ISLAMABAD: Stan­d­a­­rd & Poor’s Global Market Intelligence on Tuesday fo­­recast further rate cuts by the State Bank of Pakistan (SBP) during the current fiscal year following a 100bps reduction to 11pc by the Monetary Policy Committee on Monday.

In a brief analysis, S&P Global Market Intelligence said the SBP delivered a larger-than-expected rate cut to 11pc as headline inflation bottomed out.

“Given improved inflation dynamics and stronger external balances, the SBP now has space to ease further, and S&P Global Mar­ket Intelligence projects an­­other 100bps cut by the end of 2025,” it said, adding, however, that the central bank was expected to proceed cautiously due to global volatility, including the impact of US tariffs and softening external demand.

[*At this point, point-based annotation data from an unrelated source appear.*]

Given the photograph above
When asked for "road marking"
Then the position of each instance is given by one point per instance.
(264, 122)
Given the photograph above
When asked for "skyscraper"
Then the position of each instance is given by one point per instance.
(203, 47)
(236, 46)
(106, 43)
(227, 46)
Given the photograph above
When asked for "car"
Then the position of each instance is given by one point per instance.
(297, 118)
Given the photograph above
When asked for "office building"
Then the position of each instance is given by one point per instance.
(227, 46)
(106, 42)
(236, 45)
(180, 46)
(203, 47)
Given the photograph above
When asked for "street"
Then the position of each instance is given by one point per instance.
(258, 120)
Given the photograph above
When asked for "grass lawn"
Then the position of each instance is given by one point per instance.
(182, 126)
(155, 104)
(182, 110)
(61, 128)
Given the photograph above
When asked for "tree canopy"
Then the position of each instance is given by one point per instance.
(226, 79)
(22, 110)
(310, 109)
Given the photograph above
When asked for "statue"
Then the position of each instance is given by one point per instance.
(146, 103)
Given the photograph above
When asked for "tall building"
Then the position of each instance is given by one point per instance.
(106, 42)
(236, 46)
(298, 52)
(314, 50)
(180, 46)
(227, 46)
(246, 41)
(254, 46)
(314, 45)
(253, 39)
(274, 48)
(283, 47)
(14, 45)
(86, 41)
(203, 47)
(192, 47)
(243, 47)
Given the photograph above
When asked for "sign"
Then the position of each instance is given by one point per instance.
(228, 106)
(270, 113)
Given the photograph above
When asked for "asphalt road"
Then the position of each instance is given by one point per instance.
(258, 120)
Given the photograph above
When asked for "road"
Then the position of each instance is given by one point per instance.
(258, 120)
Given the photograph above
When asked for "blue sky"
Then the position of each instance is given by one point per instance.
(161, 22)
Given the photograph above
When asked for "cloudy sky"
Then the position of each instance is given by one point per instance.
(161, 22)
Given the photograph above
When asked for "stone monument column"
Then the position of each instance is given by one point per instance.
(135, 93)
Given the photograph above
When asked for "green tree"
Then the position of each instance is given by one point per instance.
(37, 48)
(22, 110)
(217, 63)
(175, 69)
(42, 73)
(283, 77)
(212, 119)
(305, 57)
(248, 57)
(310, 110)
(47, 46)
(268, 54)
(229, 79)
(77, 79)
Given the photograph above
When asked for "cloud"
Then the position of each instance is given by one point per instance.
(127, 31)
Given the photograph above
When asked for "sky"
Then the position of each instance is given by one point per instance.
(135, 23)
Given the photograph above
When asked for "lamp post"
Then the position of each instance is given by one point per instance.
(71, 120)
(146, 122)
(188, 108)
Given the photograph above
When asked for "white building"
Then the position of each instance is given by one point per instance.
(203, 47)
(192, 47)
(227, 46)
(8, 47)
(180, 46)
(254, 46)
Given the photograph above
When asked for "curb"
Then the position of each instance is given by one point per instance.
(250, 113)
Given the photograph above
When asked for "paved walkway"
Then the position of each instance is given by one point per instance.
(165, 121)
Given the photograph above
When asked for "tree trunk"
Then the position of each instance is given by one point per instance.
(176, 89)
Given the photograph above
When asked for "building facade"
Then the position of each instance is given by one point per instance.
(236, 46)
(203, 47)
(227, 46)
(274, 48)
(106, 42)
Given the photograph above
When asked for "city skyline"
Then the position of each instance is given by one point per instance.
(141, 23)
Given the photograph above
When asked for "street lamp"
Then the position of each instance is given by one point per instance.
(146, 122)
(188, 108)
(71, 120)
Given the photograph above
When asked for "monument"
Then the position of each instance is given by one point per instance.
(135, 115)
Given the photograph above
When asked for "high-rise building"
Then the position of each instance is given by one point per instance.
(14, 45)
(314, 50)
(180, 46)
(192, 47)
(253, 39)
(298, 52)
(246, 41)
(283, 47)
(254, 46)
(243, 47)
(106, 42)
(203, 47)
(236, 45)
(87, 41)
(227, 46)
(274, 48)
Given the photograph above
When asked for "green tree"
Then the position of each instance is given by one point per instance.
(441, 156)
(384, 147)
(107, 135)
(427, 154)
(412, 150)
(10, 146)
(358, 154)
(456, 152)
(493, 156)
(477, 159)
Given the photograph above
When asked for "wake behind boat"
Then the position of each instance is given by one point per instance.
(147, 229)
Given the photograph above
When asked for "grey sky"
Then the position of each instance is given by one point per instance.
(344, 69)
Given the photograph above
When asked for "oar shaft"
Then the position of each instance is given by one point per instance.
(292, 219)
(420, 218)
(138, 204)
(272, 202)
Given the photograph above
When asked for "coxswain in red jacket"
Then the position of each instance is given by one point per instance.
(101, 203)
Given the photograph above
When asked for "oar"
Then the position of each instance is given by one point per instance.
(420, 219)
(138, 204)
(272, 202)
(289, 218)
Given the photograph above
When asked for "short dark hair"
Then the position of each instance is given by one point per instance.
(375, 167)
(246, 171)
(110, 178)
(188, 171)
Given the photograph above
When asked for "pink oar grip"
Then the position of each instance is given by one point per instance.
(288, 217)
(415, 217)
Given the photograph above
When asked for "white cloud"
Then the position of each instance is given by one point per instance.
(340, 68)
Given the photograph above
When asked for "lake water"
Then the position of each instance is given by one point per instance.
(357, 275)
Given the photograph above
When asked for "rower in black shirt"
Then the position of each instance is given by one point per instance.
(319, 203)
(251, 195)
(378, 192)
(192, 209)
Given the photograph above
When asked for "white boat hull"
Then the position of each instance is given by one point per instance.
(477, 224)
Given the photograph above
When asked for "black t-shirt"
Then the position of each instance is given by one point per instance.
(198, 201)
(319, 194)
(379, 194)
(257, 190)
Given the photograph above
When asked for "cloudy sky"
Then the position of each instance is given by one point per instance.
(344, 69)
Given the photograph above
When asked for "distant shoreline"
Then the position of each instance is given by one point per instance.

It said the S&P Global-HBL Pakistan Manu­fac­turing Performance Ma­­nagers’ Index (PMI) for March showed that domestic production continued to grow, and new export ord­ers contracted for the first time since the survey began in May 2024. Price pressures picked up, with firms citing higher input and energy costs. “This could push output prices higher in the coming months and mildly lift headline inflation, which bottomed out in April and is projected to rise modestly in the coming months due to seasonal demand and energy adjustments”.

The S&P projected the SBP reserves to be on track to reach $14 billion by the end of June. However, gross financing needs remain elevated at around $27bn annually. Even after regular rollovers, over $8bn in residual external debt rep­ayments are due in FY25 and $9bn in FY26.

Progress on the IMF programme and inflows from traditi­o­nal bilateral partners and multilateral institutions will remain essential to bridge this financing gap. $16bn of repayments have been rolled over for fiscal year 2025, and $1.3bn–$1.5bn is due in the rem­a­ining months, which is projected to be met, it observed.